The ongoing single-arm phase II study (NCT02864992) of tepotinib evaluated the agent in patients with advanced EGFR or ALK wild-type NSCLC. At the data cut-off of October 16, 2018, in patients who had a tumor biopsy or liquid biopsy, promising responses were observed alongside a favorable safety profile.

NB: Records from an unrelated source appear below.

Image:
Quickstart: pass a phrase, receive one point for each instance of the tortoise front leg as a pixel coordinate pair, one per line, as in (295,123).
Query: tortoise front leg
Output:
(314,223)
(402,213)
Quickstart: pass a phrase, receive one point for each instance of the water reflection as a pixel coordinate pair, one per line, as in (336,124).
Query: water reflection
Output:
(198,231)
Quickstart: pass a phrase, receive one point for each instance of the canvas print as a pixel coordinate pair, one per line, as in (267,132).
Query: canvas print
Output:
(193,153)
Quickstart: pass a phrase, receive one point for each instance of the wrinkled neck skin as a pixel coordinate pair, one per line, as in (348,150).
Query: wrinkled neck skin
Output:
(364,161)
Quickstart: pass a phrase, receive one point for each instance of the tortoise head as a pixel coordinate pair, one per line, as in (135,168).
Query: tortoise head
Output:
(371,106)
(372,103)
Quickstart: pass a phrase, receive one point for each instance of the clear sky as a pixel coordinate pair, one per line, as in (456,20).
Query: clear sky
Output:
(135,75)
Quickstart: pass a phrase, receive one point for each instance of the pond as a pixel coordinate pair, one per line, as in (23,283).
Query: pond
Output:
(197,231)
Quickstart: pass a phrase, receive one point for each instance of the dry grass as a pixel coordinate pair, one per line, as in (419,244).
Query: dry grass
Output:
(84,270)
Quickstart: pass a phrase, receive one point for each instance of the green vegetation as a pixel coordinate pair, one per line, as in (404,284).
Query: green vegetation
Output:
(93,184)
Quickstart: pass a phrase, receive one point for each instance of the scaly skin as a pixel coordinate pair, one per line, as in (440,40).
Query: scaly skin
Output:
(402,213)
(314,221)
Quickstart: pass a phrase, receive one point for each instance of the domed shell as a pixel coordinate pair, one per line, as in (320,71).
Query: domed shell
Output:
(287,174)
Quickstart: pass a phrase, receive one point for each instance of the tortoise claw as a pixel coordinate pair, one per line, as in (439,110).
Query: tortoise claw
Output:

MET exon 14 skipping mutations—reported in 3% to 4% of NSCLC patients—can be conveniently detected using liquid biopsy. In this study, the authors reported the results from a phase II study of tepotinib in NSCLC patients with MET exon 14 skipping mutations identified by liquid biopsy or tumor biopsy. Again, the c-MET inhibitor showed excellent and durable activity in both cases with a good safety profile. It looks like the options for treating patients with MET exon 14 skipping mutations patients is rapidly increasing, which is a very good news for patients and the scientific community.”

Five-year long-term overall survival for patients with advanced NSCLC treated with pembrolizumab: Results from KEYNOTE-001 (Abstract LBA9015).

The initial results from KEYNOTE-001 were the basis for the FDA’s accelerated approval to pembrolizumab (Keytruda) as a treatment for patients with pretreated PD-L1—positive NSCLC, regardless of histology. In KEYNOTE-001, the ORR was 41% in a subgroup of 61 patients with pretreated PD-L1&shy;–positive advanced NSCLC. At the 2019 ASCO Annual Meeting, 5-year OS data from the pivotal study will be presented.

“Unfortunately, no data are available yet, but the poster discussion is on Sunday. I am quite confident the 5-year OS is going to be quite positive: I’d say 18%—let’s see.”